Tools and public policies

To align second homes and sustainable tourism, several levers exist: quotas for furnished rentals in stressed neighborhoods, obligations for minimum annual occupancy, property charters (renting year-round or in winter season for workers), incentives for energy renovation in exchange for opening to rentals, integration of net zero artificialization goals in urban planning documents (SCOT, PLU), water balances before any accommodation project. Data transparency and local mediation reinforce acceptability.

Inspirational models in Europe and France

Beyond regulations, the sector is evolving. Portugal promotes a more respectful hospitality, nourished by a sense of place and sustainability. The orientation led by VisitPortugal towards a sustainable and meaningful travel shows that a destination can gain desirability while slowing down the race for volumes.

Coastal territories and islands: the case of Sardinia and Corsica

Island spaces, sensitive to overcrowding and land scarcity, are experimenting with balance measures. The analysis of dynamics in Sardinia and Corsica facing mass tourism illustrates the necessity of regulatory tools (schedules, caps, control of water and waste) and a tourism narrative refocused on natural and cultural heritage.

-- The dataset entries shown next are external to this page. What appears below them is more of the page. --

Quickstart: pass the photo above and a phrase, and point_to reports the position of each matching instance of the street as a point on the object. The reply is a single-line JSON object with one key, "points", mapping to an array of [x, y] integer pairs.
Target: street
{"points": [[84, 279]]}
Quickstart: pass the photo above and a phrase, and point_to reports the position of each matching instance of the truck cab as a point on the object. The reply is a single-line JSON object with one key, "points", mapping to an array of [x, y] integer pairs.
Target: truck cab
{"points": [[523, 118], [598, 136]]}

Landes: biodiversity, forests and managed hospitality

In the Landes, the ambition of sustainable tourism is based on the diversity of local environments and know-how. The approach described in Sustainable tourism in the Landes shows how promoting gentle itineraries, protecting ecosystems, and cooperation among stakeholders enhance the resilience of the destinations.

Innovations in the sector

The transformation is also seen in professional meetings. At IFTM Top Resa 2024, the innovations highlighted — data for flow management, low-impact accommodation, decarbonized mobility solutions, water sobriety tools — reflect a sector that equips itself with tools to reconcile welcome and habitability.

Towards a balance pact between second homes and local life

Achieving balance means creating links. Encourage owners to rent to workers in winter, promote high-performance renovation with technical support, share gardens, parking spaces, or workshops, and promote soft mobility to ease pressure in high season. The “reciprocity contracts” — local benefits in exchange for occupancy commitment — structure a win-win pact.

Indicators to guide action

Measuring means being able to act. A few key indicators: share of primary residences, ratio of hot beds/cold beds, occupancy rate of second homes by quarter, water consumption per night, share of soft transport, accessibility to housing (price/m2 relative to median income), and carbon footprint per visitor. These metrics guide adjustments of local policies.

Role of owners and hosts

Each owner can be an actor of sustainable tourism: set more spread-out occupancy calendars, equip with low water and energy equipment, favor local suppliers, and join responsible hospitality charters. Accommodation managers can train teams, sort, measure, and publish their impacts, and engage in community life — all gestures that strengthen the bond between visitors and local population.